On the contrary, a cross sectional observational study performed in Iran on 215 children aged 2 to 7 years to determine the association between BMI and serum level of vitamin-D in children, found no correlation between BMI and vitamin-D deficiency . According to other studies on the association between obesity and BMI on vitamin D status among children in Spain (102 children aged 9-13 years) and Poland (100 children aged 1-5 years), BMI and abdominal obesity can lead to vitamin D insufficiency in children, particularly in the autumn-winter season [6,14].
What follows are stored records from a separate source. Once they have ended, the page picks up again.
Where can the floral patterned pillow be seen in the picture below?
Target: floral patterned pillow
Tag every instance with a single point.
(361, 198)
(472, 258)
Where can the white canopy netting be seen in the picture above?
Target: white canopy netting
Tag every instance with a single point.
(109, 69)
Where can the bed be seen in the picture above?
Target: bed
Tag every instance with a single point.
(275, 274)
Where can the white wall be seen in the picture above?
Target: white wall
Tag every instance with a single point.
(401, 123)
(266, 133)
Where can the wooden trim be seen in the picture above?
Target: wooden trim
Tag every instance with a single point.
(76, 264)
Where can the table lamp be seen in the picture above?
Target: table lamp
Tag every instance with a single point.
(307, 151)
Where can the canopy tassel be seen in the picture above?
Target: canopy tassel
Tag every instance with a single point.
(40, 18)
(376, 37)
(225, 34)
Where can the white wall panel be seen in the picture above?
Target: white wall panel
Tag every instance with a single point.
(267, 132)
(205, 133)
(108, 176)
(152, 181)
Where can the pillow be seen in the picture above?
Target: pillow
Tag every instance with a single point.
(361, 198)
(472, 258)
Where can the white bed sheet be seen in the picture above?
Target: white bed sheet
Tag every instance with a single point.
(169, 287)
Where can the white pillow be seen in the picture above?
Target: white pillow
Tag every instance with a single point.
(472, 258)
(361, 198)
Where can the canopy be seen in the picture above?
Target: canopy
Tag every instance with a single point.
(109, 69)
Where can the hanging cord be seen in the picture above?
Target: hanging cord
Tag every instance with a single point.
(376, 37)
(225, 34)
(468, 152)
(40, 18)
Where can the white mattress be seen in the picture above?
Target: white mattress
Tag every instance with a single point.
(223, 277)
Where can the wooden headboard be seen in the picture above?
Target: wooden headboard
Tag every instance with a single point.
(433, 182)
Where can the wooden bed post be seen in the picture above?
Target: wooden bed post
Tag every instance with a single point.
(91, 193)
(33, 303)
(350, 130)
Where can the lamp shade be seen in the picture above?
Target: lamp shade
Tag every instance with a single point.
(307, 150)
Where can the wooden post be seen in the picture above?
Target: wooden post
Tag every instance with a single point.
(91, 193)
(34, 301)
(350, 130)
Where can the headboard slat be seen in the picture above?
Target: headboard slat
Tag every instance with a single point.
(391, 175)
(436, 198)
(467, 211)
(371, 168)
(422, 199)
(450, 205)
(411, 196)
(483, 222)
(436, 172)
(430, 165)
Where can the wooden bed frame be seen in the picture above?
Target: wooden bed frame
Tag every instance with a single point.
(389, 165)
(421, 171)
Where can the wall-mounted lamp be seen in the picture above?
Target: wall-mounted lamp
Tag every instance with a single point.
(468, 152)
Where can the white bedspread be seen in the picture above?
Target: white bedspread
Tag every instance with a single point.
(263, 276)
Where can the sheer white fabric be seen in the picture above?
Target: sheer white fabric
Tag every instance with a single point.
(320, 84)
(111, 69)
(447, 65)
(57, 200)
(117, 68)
Future studies should investigate whether vitamin D deficiency is a risk factor for developing obesity in children or whether obesity is a risk factor for vitamin D deficiency.
In conclusion, early diagnosis of vitamin D deficiency and definitive management can prevent many complications that could affect child health and cause burden on the community. It remains unknown whether vitamin D deficiency is a risk factor for the development of obesity in children. However, children with high BMI showed lower levels of vitamin D. We recommend promoting healthy diet and physical activities for children to prevent obesity and vitamin D deficiency.